Interior of the Rhodes synagogue. Photo by Sailko

But through the darkness of that dreadful time, two stories from that period blaze with light. In 1944, when the Rabbi of the synagogue realised the Jews were about to be rounded up, he was fearful for the safety of their 800 year old Torah scroll and other holy manuscripts, so he took them to a close Muslim friend of his on the island - the Mufti of Rhodes. The Muslim leader said that it gave him the greatest joy in the world to cradle the precious sefer torah in his arms, and he laid it in the one place he knew the Nazis would never look for a Jewish scroll – the pulpit of the mosque! There it remained safely hidden in plain view for the whole of the war, until finally it could be restored to the Jewish Community. You can still see it in the synagogue today.
Interior of the synagogue on Rhodes showing the
floor mosaic of pebbles. Photo by Sailko

The second story concerns Bey Selahattin Ulkumen, the Muslim Consul-General of Turkey, who risked much to rescue 39 Jews from Rhodes and 13 from Cos who would otherwise have been deported to Auschwitz. In 1990, in gratitude and recognition for the Jewish lives he saved, B’nai B’rith and Yad Vashem declared him ‘Righteous among the Nations’. When the Muslim leader was asked why he had done it he simply said ‘I have to do my duty for my people and the Jews of Rhodes are my people.’

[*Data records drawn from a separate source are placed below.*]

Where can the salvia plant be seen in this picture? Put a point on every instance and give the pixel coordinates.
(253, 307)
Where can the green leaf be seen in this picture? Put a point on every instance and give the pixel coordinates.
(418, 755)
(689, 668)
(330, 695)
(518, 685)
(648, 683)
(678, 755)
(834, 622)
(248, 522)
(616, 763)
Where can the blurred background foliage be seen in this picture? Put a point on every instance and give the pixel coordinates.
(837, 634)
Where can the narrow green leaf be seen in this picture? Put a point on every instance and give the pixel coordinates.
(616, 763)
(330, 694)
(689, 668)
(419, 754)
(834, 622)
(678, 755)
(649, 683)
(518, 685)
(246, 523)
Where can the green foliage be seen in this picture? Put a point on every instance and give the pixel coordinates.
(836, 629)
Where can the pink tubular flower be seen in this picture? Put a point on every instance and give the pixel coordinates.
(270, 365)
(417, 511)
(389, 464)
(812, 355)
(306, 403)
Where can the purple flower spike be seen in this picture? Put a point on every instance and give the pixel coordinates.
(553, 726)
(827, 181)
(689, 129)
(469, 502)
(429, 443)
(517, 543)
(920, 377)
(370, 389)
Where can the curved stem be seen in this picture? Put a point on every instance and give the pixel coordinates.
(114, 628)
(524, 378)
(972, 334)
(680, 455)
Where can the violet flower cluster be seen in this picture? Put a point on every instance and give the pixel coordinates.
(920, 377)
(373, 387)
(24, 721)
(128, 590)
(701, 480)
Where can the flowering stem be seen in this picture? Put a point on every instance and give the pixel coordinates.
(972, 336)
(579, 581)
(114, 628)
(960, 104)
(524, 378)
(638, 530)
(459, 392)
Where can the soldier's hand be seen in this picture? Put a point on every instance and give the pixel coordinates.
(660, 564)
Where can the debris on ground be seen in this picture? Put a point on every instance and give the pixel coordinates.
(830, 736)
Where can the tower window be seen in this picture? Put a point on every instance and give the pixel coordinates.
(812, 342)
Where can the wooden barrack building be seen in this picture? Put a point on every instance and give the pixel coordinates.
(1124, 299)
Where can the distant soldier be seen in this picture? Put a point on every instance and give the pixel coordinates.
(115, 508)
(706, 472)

If you find yourself in the city of Rhodes this summer you can take a fascinating tour of the ancient Jewish quarter either doing it yourself using the guide book on sale in the synagogue shop or as a historical walk led by a member of the congregation. But even if you don’t have time for that, do stop in at the synagogue which is open all throughout the summer for tourists and visitors. You’ll be assured of the warmest of welcomes.


marjorie said...

Great piece! I was there when I was 22, way too long ago. Beautiful, especially the floor.

Mystica said...

Thanks for a lovely post.

carol drinkwater said...

Karen, this really moved me. Stories of Man's humanity to Man are rarely reported and this post is uplifting. I shall certainly make a visit to the synagogue. Thank you for this.

Caroline Lawrence said...

I've been there! Not inside but outside. SO beautiful. And a great blog post.

Susan Price said...

Truly inspiring.

Sue Purkiss said...

It's lovely to hear of goodness among the horror.